Modern Esoterica Series: The Poverty of the Polynomial

Linear modeling has had us searching for coefficient parameter estimates with occasional interaction terms for decades. Here I show the poverty of the polynomial with a lesson for over 90% of science.

Apr 02, 2022

This is the first in a series of articles on Popular Rationalism that are based on mathematical meanderings that (1) I have conducted for the sake of it, usually when I’m bored, and (2) Have blown my mind, and will, I hope, do to the same for you.

If the goal of science is understanding, 240 years of linear modeling has left us like babes in the dark wilderness. The palliations students are offered are poor excuses for an the incompleteness of model selection.

Linear systems modeling (such as Generalized Linear Modeling, of which linear regression would be a particular form) has had us doing error minimizing curve-fitting of one type of the other since the early 19th century. The development and use of multiple regression in scientific studies have increased from near nil in the early 1970’s to the point where 1.2% of articles in Pubmed journals that mention “Journal” mention “multiple regression”.

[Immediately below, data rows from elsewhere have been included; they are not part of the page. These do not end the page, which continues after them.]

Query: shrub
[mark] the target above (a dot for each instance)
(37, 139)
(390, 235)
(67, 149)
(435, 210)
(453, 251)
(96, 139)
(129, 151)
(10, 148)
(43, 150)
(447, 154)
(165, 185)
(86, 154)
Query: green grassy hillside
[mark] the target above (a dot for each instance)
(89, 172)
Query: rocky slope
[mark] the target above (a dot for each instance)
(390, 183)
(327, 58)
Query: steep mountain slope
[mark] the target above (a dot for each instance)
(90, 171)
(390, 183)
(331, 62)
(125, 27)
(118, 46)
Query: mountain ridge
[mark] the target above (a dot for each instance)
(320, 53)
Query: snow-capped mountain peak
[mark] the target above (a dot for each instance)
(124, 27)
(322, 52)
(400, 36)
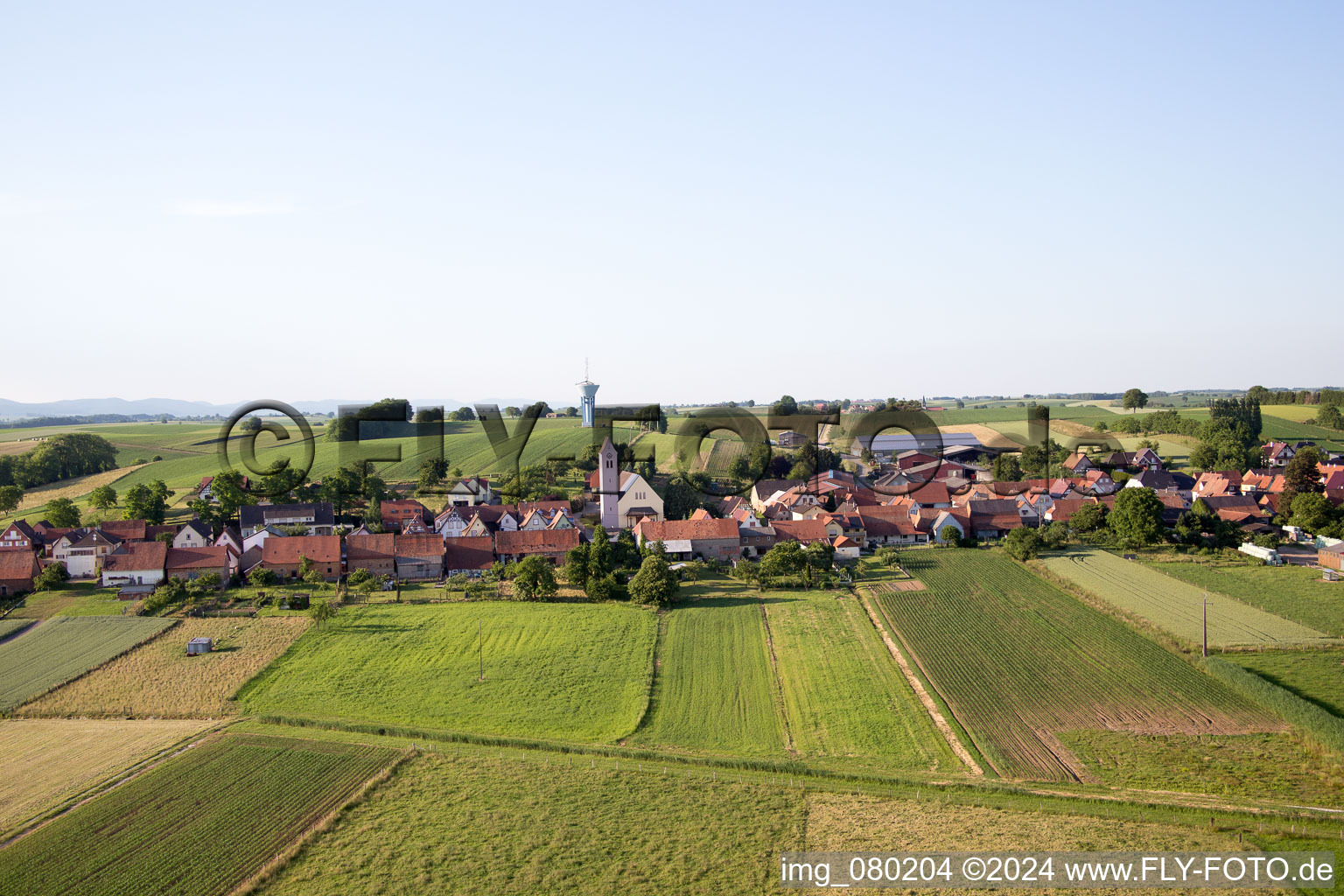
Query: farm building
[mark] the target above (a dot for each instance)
(373, 552)
(1331, 556)
(284, 556)
(135, 564)
(684, 539)
(469, 555)
(551, 544)
(192, 564)
(17, 571)
(420, 556)
(318, 519)
(198, 647)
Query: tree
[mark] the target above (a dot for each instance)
(11, 496)
(1055, 535)
(574, 569)
(1133, 399)
(104, 497)
(431, 473)
(1311, 511)
(654, 584)
(62, 514)
(1303, 473)
(321, 612)
(429, 416)
(1007, 469)
(1138, 517)
(1088, 517)
(1023, 543)
(534, 579)
(261, 578)
(147, 502)
(52, 577)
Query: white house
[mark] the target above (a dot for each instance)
(82, 551)
(193, 535)
(471, 492)
(135, 564)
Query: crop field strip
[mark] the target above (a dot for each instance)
(11, 626)
(714, 690)
(1018, 660)
(52, 760)
(1316, 676)
(197, 825)
(576, 672)
(1176, 606)
(1293, 592)
(843, 693)
(60, 649)
(159, 679)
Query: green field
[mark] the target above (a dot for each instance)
(198, 825)
(1312, 675)
(574, 672)
(843, 693)
(714, 688)
(1176, 606)
(74, 599)
(1292, 592)
(486, 826)
(11, 625)
(1264, 766)
(1018, 660)
(60, 649)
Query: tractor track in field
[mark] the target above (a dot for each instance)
(930, 707)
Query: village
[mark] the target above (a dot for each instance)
(913, 497)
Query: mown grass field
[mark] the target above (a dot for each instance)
(715, 690)
(1292, 592)
(1018, 662)
(75, 599)
(198, 825)
(10, 626)
(1250, 767)
(1176, 606)
(57, 650)
(486, 826)
(843, 695)
(1312, 675)
(551, 670)
(159, 679)
(52, 760)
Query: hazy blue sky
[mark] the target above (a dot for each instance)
(710, 200)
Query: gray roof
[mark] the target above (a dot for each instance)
(256, 514)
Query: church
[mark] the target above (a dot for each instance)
(624, 496)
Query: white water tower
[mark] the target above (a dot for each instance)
(588, 403)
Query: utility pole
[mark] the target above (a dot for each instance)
(1206, 625)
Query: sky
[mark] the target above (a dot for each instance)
(707, 200)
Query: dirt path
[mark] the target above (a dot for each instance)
(779, 684)
(948, 734)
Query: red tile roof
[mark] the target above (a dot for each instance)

Y = (%) = # Articles that mention “Multiple Regression” / # Articles that mention “Journal” per year

Due to the propagation of information throughout scientific communities, I estimate that over 90% of science conducted has been impacted by findings from multiple regression or other types of linear models.

One of my complaints about multiple regression - and any form of linear modeling, even simple linear regression - has always been that it has been abused as providing an assessment of both “predictive power” and “explanatory power”. The first claim is bogus because predictions using new data are nearly never done, and the fact that the study data fits itself well is a tautology.

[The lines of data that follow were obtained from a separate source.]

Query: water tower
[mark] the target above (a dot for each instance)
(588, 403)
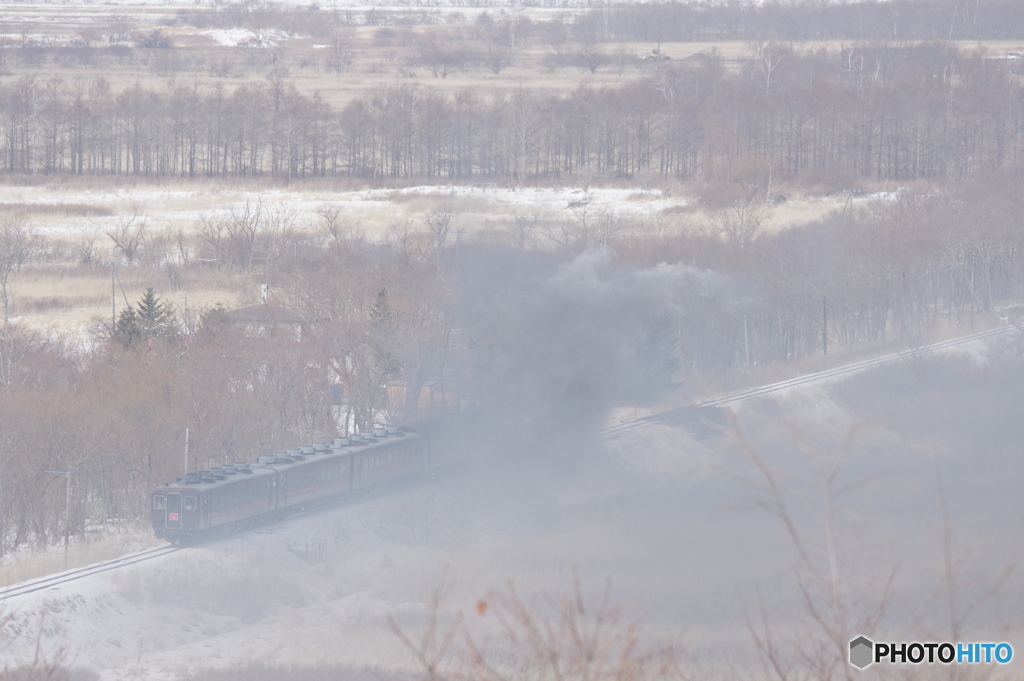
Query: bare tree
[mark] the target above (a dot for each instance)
(128, 236)
(523, 226)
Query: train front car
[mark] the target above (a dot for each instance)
(229, 499)
(174, 512)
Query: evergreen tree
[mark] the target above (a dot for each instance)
(156, 318)
(150, 318)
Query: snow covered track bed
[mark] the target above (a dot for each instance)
(80, 572)
(810, 378)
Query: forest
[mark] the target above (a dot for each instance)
(900, 110)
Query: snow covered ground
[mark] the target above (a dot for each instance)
(685, 524)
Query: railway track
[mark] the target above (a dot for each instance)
(807, 378)
(71, 576)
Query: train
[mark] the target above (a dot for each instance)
(229, 499)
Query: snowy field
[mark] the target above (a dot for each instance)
(877, 478)
(476, 208)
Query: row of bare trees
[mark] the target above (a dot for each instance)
(383, 328)
(882, 113)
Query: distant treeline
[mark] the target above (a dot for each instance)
(880, 113)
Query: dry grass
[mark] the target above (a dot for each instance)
(31, 564)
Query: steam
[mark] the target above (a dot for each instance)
(556, 346)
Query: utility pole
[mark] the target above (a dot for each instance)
(458, 238)
(824, 327)
(747, 343)
(114, 302)
(66, 474)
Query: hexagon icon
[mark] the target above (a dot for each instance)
(860, 652)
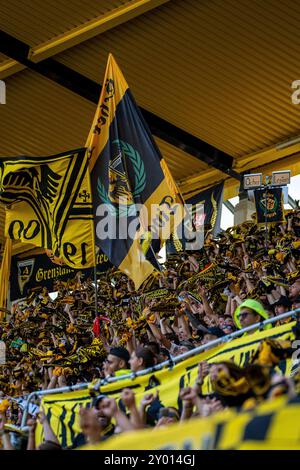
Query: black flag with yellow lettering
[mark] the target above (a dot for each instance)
(206, 209)
(48, 204)
(135, 198)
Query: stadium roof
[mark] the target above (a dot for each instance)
(213, 79)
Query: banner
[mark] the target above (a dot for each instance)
(39, 271)
(206, 209)
(134, 195)
(269, 205)
(272, 425)
(62, 408)
(4, 274)
(48, 204)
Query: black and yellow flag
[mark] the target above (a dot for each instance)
(48, 204)
(134, 195)
(205, 208)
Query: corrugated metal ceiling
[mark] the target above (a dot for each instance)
(219, 69)
(37, 21)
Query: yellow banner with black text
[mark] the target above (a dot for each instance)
(62, 409)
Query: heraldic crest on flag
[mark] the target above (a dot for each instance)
(119, 198)
(134, 196)
(48, 204)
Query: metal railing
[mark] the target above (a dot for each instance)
(169, 363)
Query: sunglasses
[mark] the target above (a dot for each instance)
(244, 314)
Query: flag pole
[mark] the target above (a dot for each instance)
(88, 155)
(139, 201)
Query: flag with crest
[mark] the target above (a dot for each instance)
(48, 204)
(135, 198)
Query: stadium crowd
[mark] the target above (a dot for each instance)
(233, 282)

In contrived, man-made contexts, where the input variables (usually X’s) are known, one can study the relative contribution in a descriptive manner using GLMs. One can also study, given the correct study design, whether any two X’s seem to interact in an important, synergistic manner. But getting “understanding” this way is fraught with risk, as we will see.

A multiple regression model, such as the standard

Y-hat = m1x1 + m2x2 + m3x3…mnxn (Eqn 1)

is used to assess, given a measure of the goodness of fit of predicted values of Y (Y-hat) to some empirical data. The slopes m1, m2, m3…mn are also known as coefficients, can each be studied for statistical significance, as can any of their interaction terms, i.e., m1 x m2. The x’s in the equation are the given empirical values of any xi meant to be used as inputs to calculate the predicted value of Y (Y-hat) given a single value of xi (for simple linear regression) or a vector X of {x1, x2, x3…xn}. How and why particular variables are selected to be included in X usually involves some odd mixture of background knowledge, luck, and funding availability.

A multiple regression such as Eqn 1 is technically a polynomial, and any x could also have a power value (as in x^2, or x-squared), if the modeler is aware of that type of functional relationship.

When I get bored I like to throw away all of the strictures of mathematics and cast my line far and deep into the unknown universe of numbers and objects (NAO’s). As part of my Modern Esoterica project, I have conjured methods for determining the square root of any number with an equation using a likely new transcendental number important to trigonometry and the geometry of circles. I have found patterns in the digits of transcendental numbers. I have studied the space between real and imaginary numbers. It’s wild.

Few people realize that the factoring and guesswork we did in our grammar school math classes to find square roots were inexact approximations methods that, to the uninitiated, only felt like math. But that process was not formal math, with axioms and proofs. It was a taste of independent thought in the area of numbers and objects, and an introduction to giving ourselves permission to attempt to problem-solve.

WARNING: DRAGONS AHEAD, TURN BACK NOW

What I’m about to show you will rattle your cage if you’re an academic who is used to thinking in terms of multiple regression models or GLMs. Given a pair of paired vectors X and Y, it is widely known that it is a bit foolhardy to attempt to infer any particular functional meaning to coefficients and exponent values found in polynomial equations fitting a non-linear curve. If you plot your Y’s against your X’s, and look at the result, then try to fit a polynomial, your brain likely thinks “That’s non-linear, perhaps a single exponent will do. That leads to a binomial equation, so I’ll expect something like Y = ax + bx^2”.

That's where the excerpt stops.